There are things most CMS tools are great at, and then there are things they suck at. Universally? They all suck at search when you get to scale.
This is not really true fault of the CMS (be it WordPress, Drupal, Hugo, etc). The problem is search is difficult to build! If it was easy, everyone would do it. The whole reason Google rose to dominance was that it made search easy and reliable. And that’s great, but not everyone is okay with relying on 3rd party services.
I’ve used ElasticSearch (too clunky to run, a pain to customize), Lunr (decent for static sites), and even integrated Yahoo and Google searches. They all have issues.
Recently I was building out a search tool for a private (read: internal, no access if you’re not ‘us’) service, and I was asked to do it with MeiliSearch. It was new to me. As I installed and configured it, I thought … “This could be a nice solution.”
Build Your Instance
When you read the directions, you’ll notice they want to install the app as root, meaning it would be one install. And that sounds okay until you start thinking about multiple servers using one instance (for example, WordPress Multisite) where you don’t want to cross contaminate your results. Wouldn’t want posts from Ipstenu.org and Woody.com showing up on HalfElf, and all.
There are a couple of ways around that, Multi-Tenancy and multiple Indexes. I went with the indexes for now, but I’m sure I’ll want tenancy later.
I’m doing all this on DreamHost, because I love those weirdos, but there are pre-built images on DigitalOcean if that floats your goat:
- Make a dedicated server or a DreamCompute (I used the latter) – you need root access
- Set the server to Nginx with the latest PHP – this will allow you to make a proxy later
- Add your ssh key from
~/.ssh/id_rsa.pub
to your SSH keys – this will let you log in root (or an account with root access)
Did that? Great! The actual installation is pretty easy, you can just follow the directions down the line.
Integration with WordPress
The first one I integrated with was WordPress and for that I used Yuto.
It’s incredibly straightforward to set up. Get your URL and your Master Key. Plunk them in. Save. Congratulations!

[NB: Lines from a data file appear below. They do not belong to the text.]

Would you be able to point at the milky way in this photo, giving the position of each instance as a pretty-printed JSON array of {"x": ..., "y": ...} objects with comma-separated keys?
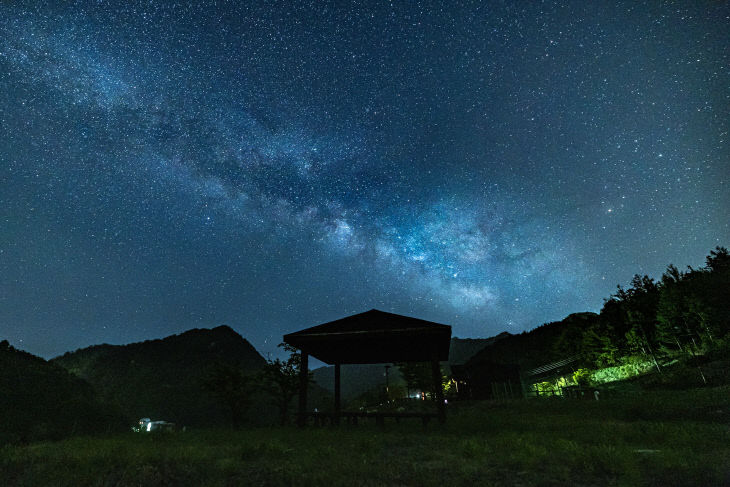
[{"x": 275, "y": 166}]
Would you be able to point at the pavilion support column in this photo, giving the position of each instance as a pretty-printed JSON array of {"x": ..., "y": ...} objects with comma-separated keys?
[
  {"x": 303, "y": 383},
  {"x": 338, "y": 404},
  {"x": 436, "y": 372}
]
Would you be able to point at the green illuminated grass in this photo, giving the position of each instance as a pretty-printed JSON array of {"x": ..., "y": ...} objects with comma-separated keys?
[{"x": 662, "y": 439}]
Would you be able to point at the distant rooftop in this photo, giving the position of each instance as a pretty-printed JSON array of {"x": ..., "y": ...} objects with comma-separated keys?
[{"x": 374, "y": 337}]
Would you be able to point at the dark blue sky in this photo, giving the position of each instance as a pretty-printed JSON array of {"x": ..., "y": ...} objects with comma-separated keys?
[{"x": 271, "y": 165}]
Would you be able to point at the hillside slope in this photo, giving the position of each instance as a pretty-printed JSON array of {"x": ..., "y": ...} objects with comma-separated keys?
[
  {"x": 163, "y": 379},
  {"x": 40, "y": 400}
]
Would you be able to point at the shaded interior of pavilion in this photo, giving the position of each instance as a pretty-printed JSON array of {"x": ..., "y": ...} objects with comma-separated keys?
[{"x": 372, "y": 337}]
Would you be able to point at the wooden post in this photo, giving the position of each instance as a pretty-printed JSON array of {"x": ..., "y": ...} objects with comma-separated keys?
[
  {"x": 436, "y": 372},
  {"x": 338, "y": 407},
  {"x": 303, "y": 383}
]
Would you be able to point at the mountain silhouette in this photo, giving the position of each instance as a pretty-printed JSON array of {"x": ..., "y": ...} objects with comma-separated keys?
[{"x": 164, "y": 378}]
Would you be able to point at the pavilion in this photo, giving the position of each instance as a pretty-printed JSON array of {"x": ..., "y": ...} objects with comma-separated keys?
[{"x": 371, "y": 337}]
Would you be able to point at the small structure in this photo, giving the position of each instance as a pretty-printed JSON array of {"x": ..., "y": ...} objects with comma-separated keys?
[{"x": 372, "y": 337}]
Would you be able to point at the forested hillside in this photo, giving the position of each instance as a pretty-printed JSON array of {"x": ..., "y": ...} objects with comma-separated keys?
[
  {"x": 166, "y": 378},
  {"x": 684, "y": 317},
  {"x": 40, "y": 400}
]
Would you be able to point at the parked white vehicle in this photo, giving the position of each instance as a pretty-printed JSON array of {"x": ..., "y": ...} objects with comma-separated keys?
[{"x": 146, "y": 425}]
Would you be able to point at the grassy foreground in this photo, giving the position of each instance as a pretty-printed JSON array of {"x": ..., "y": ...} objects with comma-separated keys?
[{"x": 660, "y": 439}]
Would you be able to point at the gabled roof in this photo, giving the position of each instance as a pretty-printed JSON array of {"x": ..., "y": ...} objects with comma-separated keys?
[{"x": 374, "y": 337}]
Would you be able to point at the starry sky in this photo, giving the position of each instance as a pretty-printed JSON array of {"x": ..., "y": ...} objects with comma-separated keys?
[{"x": 275, "y": 165}]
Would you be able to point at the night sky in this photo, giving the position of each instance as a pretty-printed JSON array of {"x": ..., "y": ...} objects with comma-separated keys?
[{"x": 272, "y": 166}]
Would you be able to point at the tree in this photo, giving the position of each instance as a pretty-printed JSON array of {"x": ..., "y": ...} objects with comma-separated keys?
[
  {"x": 233, "y": 387},
  {"x": 280, "y": 379}
]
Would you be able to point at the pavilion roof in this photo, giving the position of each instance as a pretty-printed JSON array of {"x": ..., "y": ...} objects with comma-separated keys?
[{"x": 374, "y": 337}]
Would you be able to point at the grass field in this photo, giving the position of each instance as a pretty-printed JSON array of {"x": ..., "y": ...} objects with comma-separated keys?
[{"x": 661, "y": 438}]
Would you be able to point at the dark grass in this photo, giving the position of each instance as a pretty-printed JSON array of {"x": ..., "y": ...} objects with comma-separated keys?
[{"x": 661, "y": 438}]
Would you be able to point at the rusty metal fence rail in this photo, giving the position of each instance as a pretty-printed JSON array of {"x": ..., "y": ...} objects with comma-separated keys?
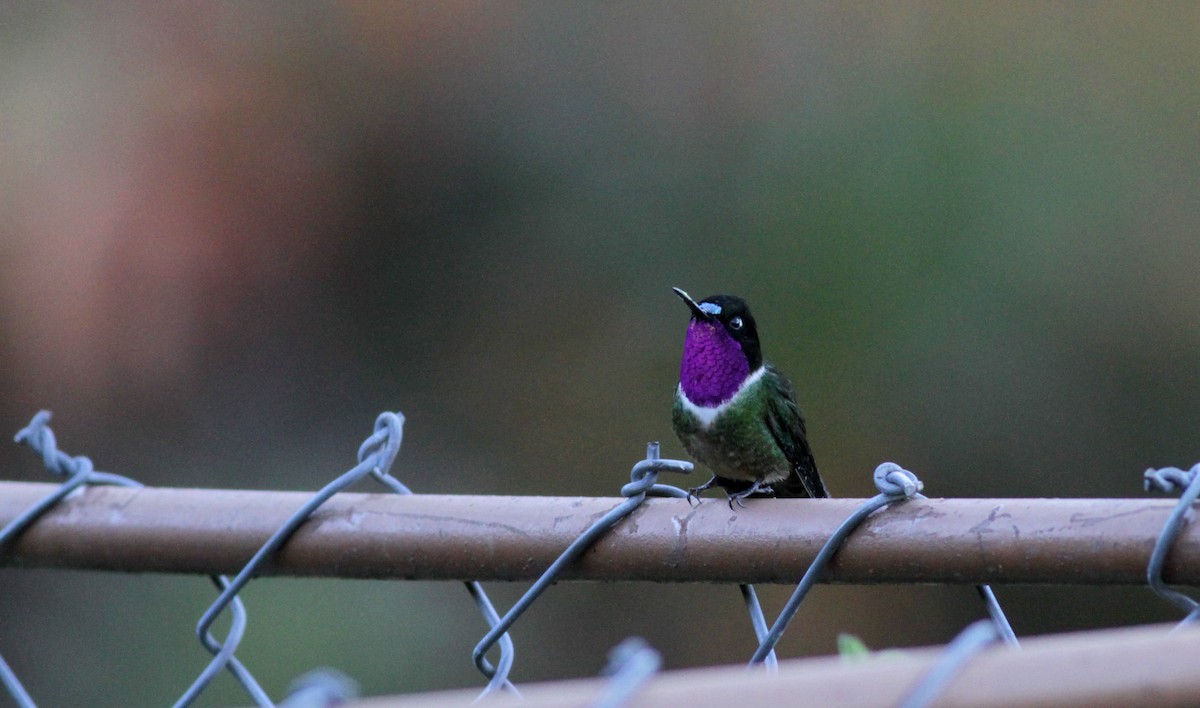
[{"x": 101, "y": 521}]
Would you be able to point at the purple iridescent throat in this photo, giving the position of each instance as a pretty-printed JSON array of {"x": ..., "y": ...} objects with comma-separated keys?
[{"x": 713, "y": 364}]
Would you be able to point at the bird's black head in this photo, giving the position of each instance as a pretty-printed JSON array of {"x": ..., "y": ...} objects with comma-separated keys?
[{"x": 733, "y": 316}]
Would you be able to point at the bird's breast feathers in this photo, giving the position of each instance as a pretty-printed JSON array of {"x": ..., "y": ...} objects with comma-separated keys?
[{"x": 707, "y": 414}]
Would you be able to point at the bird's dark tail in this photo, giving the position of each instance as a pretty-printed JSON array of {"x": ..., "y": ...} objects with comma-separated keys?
[
  {"x": 804, "y": 483},
  {"x": 799, "y": 485}
]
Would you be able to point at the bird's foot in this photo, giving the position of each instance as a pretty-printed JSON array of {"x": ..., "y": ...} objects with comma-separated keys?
[
  {"x": 757, "y": 487},
  {"x": 694, "y": 492}
]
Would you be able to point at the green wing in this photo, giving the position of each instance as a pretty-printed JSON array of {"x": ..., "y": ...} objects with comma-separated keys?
[{"x": 786, "y": 425}]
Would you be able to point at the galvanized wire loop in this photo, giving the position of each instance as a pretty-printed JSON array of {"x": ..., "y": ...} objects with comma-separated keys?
[
  {"x": 1171, "y": 479},
  {"x": 970, "y": 642},
  {"x": 895, "y": 481},
  {"x": 631, "y": 664},
  {"x": 759, "y": 621},
  {"x": 643, "y": 478},
  {"x": 895, "y": 484}
]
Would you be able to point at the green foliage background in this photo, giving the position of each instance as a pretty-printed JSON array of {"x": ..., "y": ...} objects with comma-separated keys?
[{"x": 232, "y": 233}]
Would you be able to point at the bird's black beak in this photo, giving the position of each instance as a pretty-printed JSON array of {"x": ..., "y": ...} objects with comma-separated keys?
[{"x": 695, "y": 309}]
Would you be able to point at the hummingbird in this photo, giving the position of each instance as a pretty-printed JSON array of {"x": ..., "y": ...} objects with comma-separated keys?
[{"x": 737, "y": 414}]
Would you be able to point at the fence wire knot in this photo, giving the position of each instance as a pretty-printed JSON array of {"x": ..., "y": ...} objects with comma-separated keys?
[
  {"x": 40, "y": 438},
  {"x": 893, "y": 480},
  {"x": 1169, "y": 480}
]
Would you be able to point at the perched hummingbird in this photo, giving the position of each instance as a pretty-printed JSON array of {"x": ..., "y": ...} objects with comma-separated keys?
[{"x": 737, "y": 414}]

On the Indices page I originally set my UIDs to ipstenu_posts
and ipstenu_pages
– to prevent collisions. But then I realized… I wanted the whole site on there, so I made them both ipstenu_org

I would like to change the “Ipstenu_org” flag, like ‘If there’s only one Index, don’t show the name’ and then a way to customize it.
I will note, there’s a ‘bug’ in Yuto – it has to load all your posts into a cache before it will index them, and that’s problematic if you have a massive amount of posts, or if you have anti-abuse tools that block long actions like that. I made a quick WP-CLI command.
WP-CLI Command
The command I made is incredibly simple: wp ipstenu yuto build-index posts
The code is fast, too. It took under a minute for over 1000 posts.

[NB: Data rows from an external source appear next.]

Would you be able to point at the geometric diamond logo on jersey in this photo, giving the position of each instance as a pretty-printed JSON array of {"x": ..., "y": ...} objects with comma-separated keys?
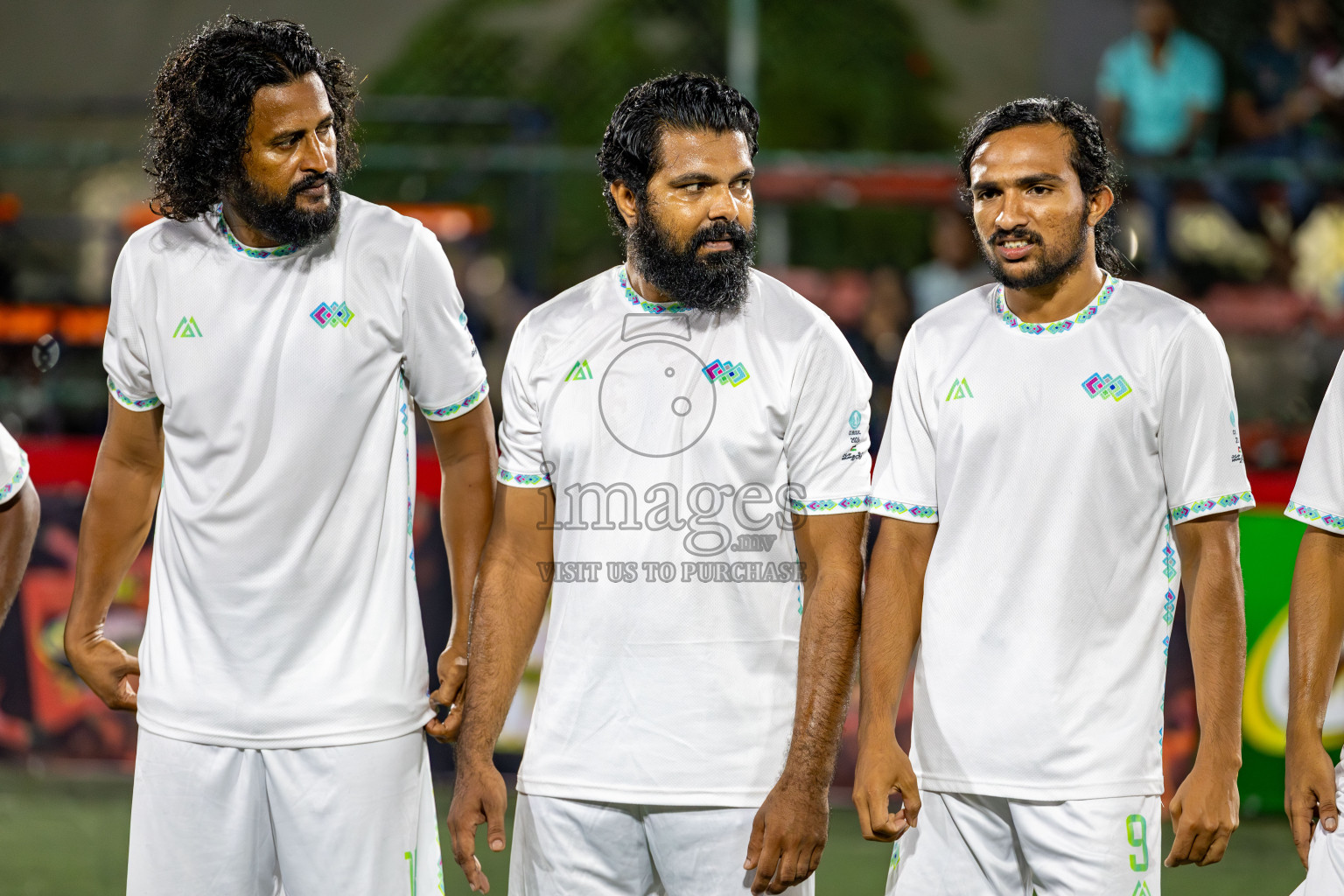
[
  {"x": 187, "y": 329},
  {"x": 332, "y": 315},
  {"x": 960, "y": 388},
  {"x": 581, "y": 371},
  {"x": 726, "y": 373},
  {"x": 1112, "y": 387}
]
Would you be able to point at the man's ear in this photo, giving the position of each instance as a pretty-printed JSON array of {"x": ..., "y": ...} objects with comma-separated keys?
[
  {"x": 1100, "y": 205},
  {"x": 626, "y": 202}
]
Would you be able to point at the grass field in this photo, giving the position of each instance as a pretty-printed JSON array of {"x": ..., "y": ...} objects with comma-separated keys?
[{"x": 66, "y": 836}]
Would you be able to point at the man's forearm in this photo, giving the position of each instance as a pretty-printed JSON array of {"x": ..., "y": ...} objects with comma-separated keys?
[
  {"x": 466, "y": 507},
  {"x": 1216, "y": 627},
  {"x": 116, "y": 520},
  {"x": 1316, "y": 630},
  {"x": 18, "y": 529},
  {"x": 827, "y": 652},
  {"x": 506, "y": 617},
  {"x": 892, "y": 612}
]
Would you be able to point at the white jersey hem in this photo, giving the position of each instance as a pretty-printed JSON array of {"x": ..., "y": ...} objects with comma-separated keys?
[
  {"x": 902, "y": 509},
  {"x": 1216, "y": 504},
  {"x": 1304, "y": 512},
  {"x": 822, "y": 507},
  {"x": 10, "y": 489},
  {"x": 458, "y": 409},
  {"x": 246, "y": 742},
  {"x": 130, "y": 402},
  {"x": 632, "y": 797},
  {"x": 1042, "y": 793},
  {"x": 523, "y": 480}
]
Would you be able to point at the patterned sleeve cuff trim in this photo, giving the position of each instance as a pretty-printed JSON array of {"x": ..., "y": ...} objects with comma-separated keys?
[
  {"x": 133, "y": 403},
  {"x": 1314, "y": 517},
  {"x": 1223, "y": 502},
  {"x": 466, "y": 404},
  {"x": 526, "y": 480},
  {"x": 902, "y": 511},
  {"x": 17, "y": 481},
  {"x": 830, "y": 506}
]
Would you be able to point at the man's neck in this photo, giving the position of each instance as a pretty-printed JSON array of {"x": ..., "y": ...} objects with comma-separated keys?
[
  {"x": 245, "y": 233},
  {"x": 1062, "y": 298},
  {"x": 646, "y": 290}
]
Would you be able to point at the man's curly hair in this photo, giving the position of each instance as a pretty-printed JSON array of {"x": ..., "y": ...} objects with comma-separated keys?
[
  {"x": 683, "y": 101},
  {"x": 203, "y": 103}
]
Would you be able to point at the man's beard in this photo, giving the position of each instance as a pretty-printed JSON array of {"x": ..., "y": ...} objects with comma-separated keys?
[
  {"x": 717, "y": 283},
  {"x": 283, "y": 220},
  {"x": 1050, "y": 266}
]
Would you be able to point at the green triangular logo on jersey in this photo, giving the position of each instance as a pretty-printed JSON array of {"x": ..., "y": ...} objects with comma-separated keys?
[
  {"x": 581, "y": 371},
  {"x": 960, "y": 388},
  {"x": 187, "y": 328}
]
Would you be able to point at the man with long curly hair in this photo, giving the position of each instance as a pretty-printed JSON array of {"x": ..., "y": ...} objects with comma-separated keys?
[{"x": 268, "y": 344}]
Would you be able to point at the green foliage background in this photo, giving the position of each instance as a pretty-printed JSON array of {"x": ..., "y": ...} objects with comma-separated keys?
[{"x": 836, "y": 75}]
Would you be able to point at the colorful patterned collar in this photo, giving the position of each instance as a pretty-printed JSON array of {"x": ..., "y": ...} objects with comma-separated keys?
[
  {"x": 631, "y": 296},
  {"x": 1108, "y": 289},
  {"x": 277, "y": 251}
]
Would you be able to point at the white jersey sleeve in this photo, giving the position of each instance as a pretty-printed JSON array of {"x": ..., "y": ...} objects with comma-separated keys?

After I made it, I shared it with the creators of Yuto, and their next release includes a version of it.
Multiple Indexes and Tenants
You’ll notice that I have two indexes. This is due to how the plugin works, making an index per post type. In so far as my ipstenu.org sites go, I don’t mind having them all share a tenant. After all, they’re all on a server together.
However… This server will also house a Hugo site and my other WP site. What to do?

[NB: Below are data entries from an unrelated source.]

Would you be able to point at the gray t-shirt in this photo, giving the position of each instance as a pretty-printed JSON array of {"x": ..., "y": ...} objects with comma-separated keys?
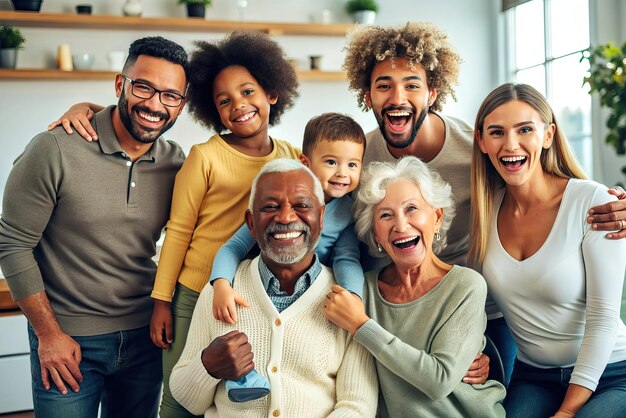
[
  {"x": 453, "y": 164},
  {"x": 81, "y": 221}
]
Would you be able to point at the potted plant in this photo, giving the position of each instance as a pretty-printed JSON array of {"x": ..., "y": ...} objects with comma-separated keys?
[
  {"x": 196, "y": 8},
  {"x": 607, "y": 78},
  {"x": 27, "y": 5},
  {"x": 362, "y": 11},
  {"x": 11, "y": 39}
]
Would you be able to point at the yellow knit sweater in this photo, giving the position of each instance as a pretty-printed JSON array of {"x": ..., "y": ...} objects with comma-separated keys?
[{"x": 210, "y": 197}]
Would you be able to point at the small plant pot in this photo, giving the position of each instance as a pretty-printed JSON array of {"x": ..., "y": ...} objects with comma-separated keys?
[
  {"x": 83, "y": 9},
  {"x": 8, "y": 57},
  {"x": 196, "y": 10},
  {"x": 364, "y": 17},
  {"x": 27, "y": 5}
]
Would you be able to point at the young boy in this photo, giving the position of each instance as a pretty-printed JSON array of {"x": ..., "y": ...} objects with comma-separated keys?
[{"x": 332, "y": 148}]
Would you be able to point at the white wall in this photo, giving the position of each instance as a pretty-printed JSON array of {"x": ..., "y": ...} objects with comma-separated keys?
[{"x": 26, "y": 107}]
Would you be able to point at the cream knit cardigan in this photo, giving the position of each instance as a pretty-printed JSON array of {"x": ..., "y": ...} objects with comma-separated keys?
[{"x": 315, "y": 369}]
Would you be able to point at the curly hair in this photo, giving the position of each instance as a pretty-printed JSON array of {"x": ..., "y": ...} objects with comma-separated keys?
[
  {"x": 158, "y": 47},
  {"x": 418, "y": 42},
  {"x": 256, "y": 52}
]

The first thing I did was I made a couple more API keys! They have read-write access to a specific index (the Key for “Ipstenu” has access to my ipstenu_org
index and so on). That lets me manage things a lot more easily and securely.
While Yuto will make the index, it cannot make custom keys, so I used the API:
curl \
-X POST 'https://example.com/keys' \
-H 'Authorization: Bearer BEARERKEY' \
-H 'Content-Type: application/json' \
--data-binary '{
"description": "Ipstenu.org",
"actions": ["*"],
"indexes": ["ipstenu_org"],
"expiresAt": null
}'
That returns a JSON string with (among other things) a key that you can use in WordPress.
Will I look into Tenancy? Maybe. Haven’t decided yet. For now, separate indexes works for me.